Он хотел пошутить, схохмить или потрепаться о погоде, но заглянул в лицо курьера – и шутить расхотелось. Женщина выглядела слишком уставшей, серьезной, сосредоточенной на своих мыслях. Кажется, она вообще не способна понимать юмор. Старовата для этого.
Руденко только глянул вслед курьеру и опустил глаза к бумагам. Местные петрозаводские милиционеры отнеслись к запросу из Москвы внимательно, слово МУР уважают даже в глубинке. Надо же, целых восемь страниц в ответ настрочили. Так, Тарасов Максим Сергеевич. Родился, крестился, учился. Ничего интересного, общая сухая информация. Инспектор перевернул вторую, затем третью страницу, продолжил мало занимательное чтение.
Так, мать Руденко умерла семь лет назад. Работала на консервном заводе.

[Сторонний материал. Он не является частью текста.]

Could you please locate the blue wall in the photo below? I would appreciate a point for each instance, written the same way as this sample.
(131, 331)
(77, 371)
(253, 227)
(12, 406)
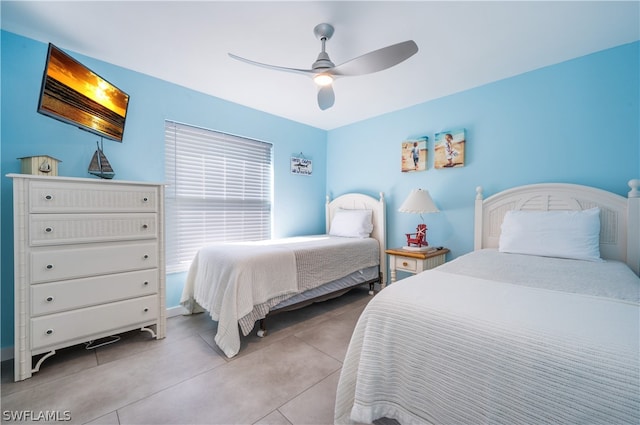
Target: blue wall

Отец в прошлом бригадир грузчиков в порту, ныне инвалид. Других близких родственников не имеется. Сам Максим Руденко мастер спорта по боксу. Любительскому, разумеется. Занимался в спортобществе «Урожай» под руководством тренера Люшкина. Видно, звезда местного значения. В Москве о таком тренере слыхом не слыхивали. И не услышат.
Тарасов не женат, детей не имеет. Просто аномальное явление, человеку за тридцать, а у него ни жены, ни детей. Настораживает. Шесть лет назад увлекся театром. С чего бы? Работал в областном театре оператором сцены, осветителем. Окончил годичные актерские курсы. В эпизодических и массовых сценах участвовал в следующих спектаклях. Ух, как много постановок. Целый поминальник. Когда только успел? Видать, талант прорезался. Сыграл одну из главных ролей в пьесе «Барышня и хулиган». Кого он, интересно, представлял в этой пьесе? Наверняка, не барышню.
В театральном коллективе пользовался уважением. Общая фраза. Так, а вот это уже интересно: друзья Тарасова. Пара ничего не говорящих фамилий спортсменов. Затем администратор спортивного общества «Буревестник» Виктор Семенович Клыков. Тоже мимо денег. Кто такой этот Виктор Семенович? И ещё один друг – драматург областного театра Алексей Евгеньевич Локтев.